Yesterday, Vanguard announced they have simplified their account fees. Effective on Thursday, here is the new fee structure.
* All fund accounts with a balance of less than $10,000 will be assessed a yearly fee of $20.
Now that’s straightforward. In the old configuration, my recently-opened 2006 SEP IRA would have been charged $20 anyway. So why am I so happy with this change?
Because there are several ways the new $20 fee can be avoided completely by
* keeping each fund account balance over $10,000;
* maintaining total assets at Vanguard at $100,000 or more; or,
* signing up for electronic delivery of all documents, like prospectuses and statements.
With my assets at Vanguard totaling up to only about $3,000, it’s pretty clear which option was my choice.
I have a Roth IRA and another SEP IRA at TIAA-Cref.
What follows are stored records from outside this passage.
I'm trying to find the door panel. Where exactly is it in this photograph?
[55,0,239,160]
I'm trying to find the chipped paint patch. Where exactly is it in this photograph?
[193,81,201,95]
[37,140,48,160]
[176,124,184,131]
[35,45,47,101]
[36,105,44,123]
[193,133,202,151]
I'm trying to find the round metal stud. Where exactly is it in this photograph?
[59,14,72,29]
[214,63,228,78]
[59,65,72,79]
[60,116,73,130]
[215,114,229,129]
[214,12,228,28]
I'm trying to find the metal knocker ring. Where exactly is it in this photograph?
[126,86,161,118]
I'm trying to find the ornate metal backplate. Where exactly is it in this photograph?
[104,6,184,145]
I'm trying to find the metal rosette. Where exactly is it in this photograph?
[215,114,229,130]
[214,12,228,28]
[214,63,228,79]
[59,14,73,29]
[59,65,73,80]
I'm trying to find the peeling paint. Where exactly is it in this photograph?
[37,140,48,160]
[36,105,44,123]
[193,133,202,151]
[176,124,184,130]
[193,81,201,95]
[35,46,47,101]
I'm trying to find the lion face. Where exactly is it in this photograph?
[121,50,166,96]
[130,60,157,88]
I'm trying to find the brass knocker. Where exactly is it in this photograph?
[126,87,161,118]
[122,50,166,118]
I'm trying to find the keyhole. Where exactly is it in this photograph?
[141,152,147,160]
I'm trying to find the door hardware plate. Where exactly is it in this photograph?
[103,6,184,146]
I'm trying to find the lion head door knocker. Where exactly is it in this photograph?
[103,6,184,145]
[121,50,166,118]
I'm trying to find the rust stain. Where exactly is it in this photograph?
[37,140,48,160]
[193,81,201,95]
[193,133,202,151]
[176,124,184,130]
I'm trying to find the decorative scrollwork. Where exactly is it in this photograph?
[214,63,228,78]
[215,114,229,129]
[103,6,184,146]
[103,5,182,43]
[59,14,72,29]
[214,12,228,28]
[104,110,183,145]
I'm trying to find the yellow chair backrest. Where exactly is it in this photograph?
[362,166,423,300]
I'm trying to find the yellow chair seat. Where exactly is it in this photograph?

The problems I’ve had with this organization, while they have settled down except for a request from their lawyers to remove their logo from this page, are well documented. Most importantly, the mutual funds at Vanguard that match up with the mutual funds at TIAA-Cref have lower expense ratios.
The two funds currently invested in my Roth IRA at TIAA-Cref can theoretically be transferred to Vanguard because the balances are each above the $3,000 threshold. My 2005 SEP IRA isn’t above that level, but I may be able to combine it with my 2006 SEP IRA, already at Vanguard, if I don’t mind changing my asset allocation. The 2005 SEP IRA is invested in an international index fund, and the 2006 SEP IRA is invested in the total stock market index fund.
I’d rather have all of my accounts at Vanguard, so I’ll be looking to make this transfer in the next few weeks.